カンファレンス (国際) Learnable Cube-based Video Encryption for Privacy-Preserving Action Recognition
Yuchi Ishikawa, Masayoshi Kondo, Hirokatsu Kataoka
IEEE/CVF Winter Conference on Applications of Computer Vision 2024 (WACV 2024)
With the development of cloud services and machine learning, there has been an inevitable need to enhance privacy and security when serving video recognition models. Although existing image encryption methods can be used to address this issue, applying them frame by frame to videos is insufficient in two respects: model performance degradation and security strength. In this paper, we propose a novel encryption approach for privacy-preserving action recognition. It consists of two encrypting operations; Learnable Cube-based Video Encryption (LCVE) and ViT Scrambling. LCVE is video encryption based on spatio-temporal cubes, which has a large key space and can provide robust privacy protection.
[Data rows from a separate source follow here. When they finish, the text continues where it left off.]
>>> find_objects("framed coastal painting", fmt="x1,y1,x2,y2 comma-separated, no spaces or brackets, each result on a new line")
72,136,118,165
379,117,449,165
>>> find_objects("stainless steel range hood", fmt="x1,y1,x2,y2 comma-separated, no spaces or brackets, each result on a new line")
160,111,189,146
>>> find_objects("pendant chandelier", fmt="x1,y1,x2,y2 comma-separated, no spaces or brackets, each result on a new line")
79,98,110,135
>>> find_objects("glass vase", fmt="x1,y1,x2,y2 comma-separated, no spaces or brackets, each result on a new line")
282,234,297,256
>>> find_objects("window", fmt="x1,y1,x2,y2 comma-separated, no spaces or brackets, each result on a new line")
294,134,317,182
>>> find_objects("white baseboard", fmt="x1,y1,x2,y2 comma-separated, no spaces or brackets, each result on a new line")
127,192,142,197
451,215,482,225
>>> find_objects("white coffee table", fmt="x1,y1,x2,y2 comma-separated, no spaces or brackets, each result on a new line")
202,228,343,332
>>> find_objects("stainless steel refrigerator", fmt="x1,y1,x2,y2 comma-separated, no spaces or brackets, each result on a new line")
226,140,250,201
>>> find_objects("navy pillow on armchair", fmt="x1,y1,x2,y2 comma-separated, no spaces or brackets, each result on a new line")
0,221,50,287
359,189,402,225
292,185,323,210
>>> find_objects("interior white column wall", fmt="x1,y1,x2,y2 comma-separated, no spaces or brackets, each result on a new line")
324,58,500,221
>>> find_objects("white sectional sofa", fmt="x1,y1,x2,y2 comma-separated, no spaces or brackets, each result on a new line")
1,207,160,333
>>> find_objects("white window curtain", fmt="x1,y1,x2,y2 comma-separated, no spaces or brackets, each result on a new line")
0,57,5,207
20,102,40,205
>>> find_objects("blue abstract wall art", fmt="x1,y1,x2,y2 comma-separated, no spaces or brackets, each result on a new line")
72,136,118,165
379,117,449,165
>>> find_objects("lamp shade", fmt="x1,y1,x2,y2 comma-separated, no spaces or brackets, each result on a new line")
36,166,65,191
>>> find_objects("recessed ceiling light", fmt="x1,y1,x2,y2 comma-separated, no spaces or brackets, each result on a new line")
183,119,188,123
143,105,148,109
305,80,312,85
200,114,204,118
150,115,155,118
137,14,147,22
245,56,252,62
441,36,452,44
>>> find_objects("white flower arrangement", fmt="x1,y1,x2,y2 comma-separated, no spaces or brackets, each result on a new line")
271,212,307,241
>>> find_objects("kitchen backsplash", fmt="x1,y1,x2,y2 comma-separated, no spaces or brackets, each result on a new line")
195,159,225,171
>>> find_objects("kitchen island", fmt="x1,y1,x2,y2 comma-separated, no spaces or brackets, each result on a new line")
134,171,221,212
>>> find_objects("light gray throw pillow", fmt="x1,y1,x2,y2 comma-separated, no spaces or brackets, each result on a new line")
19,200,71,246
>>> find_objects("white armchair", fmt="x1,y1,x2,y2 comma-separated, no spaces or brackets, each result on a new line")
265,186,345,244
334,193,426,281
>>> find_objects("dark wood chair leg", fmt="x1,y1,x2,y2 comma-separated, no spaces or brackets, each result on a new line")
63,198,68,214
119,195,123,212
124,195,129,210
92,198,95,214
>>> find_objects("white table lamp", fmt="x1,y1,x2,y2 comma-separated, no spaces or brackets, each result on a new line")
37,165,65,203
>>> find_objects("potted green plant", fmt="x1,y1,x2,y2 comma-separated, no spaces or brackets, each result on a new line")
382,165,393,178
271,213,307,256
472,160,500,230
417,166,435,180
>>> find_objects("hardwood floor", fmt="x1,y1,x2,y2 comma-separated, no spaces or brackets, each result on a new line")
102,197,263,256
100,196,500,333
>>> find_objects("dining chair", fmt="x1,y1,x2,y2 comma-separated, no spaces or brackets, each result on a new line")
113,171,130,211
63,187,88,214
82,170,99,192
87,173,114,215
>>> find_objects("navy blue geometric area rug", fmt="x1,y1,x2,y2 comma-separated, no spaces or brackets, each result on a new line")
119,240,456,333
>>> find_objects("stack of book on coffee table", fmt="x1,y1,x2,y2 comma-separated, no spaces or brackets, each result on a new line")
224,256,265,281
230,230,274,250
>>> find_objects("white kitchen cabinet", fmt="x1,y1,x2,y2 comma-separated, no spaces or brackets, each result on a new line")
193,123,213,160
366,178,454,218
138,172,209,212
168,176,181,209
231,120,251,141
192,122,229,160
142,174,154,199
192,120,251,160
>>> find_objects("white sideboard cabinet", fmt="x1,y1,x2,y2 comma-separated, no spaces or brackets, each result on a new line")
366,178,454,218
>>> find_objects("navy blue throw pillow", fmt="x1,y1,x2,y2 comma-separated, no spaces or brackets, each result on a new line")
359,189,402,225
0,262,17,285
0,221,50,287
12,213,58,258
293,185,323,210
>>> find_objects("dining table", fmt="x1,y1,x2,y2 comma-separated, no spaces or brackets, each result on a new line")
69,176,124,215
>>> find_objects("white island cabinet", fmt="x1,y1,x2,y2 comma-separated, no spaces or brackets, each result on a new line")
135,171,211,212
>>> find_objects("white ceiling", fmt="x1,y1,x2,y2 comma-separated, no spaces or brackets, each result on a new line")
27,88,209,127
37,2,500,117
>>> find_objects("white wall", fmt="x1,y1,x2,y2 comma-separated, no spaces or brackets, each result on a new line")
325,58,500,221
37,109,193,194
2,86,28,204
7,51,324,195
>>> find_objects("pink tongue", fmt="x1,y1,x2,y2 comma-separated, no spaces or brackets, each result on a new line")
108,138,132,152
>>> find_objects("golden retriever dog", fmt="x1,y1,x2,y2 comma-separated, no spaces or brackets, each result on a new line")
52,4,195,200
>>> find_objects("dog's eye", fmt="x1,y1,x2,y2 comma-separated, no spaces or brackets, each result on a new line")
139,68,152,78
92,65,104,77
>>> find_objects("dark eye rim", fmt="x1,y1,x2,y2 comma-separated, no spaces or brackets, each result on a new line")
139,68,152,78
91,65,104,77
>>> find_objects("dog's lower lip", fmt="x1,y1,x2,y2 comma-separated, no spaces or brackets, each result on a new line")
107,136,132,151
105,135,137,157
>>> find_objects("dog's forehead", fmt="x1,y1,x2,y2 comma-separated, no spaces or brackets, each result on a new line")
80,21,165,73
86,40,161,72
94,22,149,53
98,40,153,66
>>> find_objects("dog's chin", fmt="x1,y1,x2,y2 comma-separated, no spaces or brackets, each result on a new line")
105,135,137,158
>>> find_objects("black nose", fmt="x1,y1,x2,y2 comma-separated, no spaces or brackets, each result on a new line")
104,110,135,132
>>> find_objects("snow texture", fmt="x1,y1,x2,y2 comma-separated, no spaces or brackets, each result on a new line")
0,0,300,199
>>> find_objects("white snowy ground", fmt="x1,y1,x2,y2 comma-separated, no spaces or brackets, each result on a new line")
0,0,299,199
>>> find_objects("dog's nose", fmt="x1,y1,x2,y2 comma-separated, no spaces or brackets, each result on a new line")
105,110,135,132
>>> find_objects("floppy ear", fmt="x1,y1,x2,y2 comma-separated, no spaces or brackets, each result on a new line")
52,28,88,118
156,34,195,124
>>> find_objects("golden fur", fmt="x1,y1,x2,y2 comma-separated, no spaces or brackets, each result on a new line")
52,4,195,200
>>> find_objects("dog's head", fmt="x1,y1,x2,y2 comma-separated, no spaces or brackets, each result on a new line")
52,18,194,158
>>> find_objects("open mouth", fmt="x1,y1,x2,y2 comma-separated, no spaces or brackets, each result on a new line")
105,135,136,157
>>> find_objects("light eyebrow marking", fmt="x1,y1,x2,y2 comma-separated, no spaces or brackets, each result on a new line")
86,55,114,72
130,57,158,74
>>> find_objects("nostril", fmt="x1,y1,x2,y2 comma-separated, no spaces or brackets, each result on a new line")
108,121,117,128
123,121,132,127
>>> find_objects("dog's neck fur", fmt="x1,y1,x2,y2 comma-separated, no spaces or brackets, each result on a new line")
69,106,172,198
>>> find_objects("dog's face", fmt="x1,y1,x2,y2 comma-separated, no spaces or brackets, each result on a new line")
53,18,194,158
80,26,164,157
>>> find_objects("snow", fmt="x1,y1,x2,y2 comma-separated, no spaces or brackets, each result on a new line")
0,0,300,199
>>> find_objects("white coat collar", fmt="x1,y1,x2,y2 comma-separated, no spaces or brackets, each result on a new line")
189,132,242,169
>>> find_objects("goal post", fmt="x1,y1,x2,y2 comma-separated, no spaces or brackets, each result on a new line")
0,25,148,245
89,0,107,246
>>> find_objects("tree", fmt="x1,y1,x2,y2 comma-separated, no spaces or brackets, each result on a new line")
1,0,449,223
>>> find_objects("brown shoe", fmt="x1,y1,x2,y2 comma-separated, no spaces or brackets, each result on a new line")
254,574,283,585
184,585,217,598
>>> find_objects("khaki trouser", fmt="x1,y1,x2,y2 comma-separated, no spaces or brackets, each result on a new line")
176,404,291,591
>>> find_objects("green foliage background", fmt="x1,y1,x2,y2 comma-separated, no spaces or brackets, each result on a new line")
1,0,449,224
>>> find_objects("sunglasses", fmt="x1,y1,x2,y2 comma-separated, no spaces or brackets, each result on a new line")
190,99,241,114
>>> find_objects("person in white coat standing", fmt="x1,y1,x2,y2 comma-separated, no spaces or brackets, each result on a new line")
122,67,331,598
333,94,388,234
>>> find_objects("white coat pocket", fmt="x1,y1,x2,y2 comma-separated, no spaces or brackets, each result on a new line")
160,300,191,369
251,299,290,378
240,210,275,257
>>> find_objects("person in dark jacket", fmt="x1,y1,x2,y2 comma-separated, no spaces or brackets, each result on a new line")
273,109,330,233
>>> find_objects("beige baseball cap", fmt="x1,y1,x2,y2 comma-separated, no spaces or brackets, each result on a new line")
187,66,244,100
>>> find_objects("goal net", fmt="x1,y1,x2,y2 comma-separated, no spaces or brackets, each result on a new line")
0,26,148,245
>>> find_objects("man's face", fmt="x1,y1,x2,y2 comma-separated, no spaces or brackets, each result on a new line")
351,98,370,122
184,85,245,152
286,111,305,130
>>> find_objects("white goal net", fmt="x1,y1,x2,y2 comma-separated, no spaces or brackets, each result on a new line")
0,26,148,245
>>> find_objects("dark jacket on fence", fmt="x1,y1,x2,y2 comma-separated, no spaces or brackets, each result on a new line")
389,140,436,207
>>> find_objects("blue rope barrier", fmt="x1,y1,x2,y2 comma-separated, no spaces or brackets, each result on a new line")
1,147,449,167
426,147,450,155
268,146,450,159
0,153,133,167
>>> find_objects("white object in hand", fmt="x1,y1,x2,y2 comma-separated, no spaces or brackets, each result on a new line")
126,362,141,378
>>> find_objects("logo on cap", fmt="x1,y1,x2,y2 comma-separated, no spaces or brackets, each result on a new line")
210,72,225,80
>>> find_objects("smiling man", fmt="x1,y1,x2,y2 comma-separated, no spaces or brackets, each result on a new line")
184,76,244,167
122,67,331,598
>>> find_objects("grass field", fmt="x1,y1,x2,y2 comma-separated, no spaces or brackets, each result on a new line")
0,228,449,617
ViT Scrambling encrypts the Vision Transformer (ViT) model, which enables it to recognize the encrypted videos in the same manner as unencrypted videos without modifying the model architecture or fine-tuning on the encrypted data. We evaluate our method in an action recognition task with seven datasets containing a variety of action classes as well as motion and visual patterns. Empirical results demonstrate that LCVE combined with ViT Scrambling can preserve video privacy while recognizing action in encrypted videos as well as unencrypted videos. As a result, our approach outperforms existing privacy-preserving action recognition methods.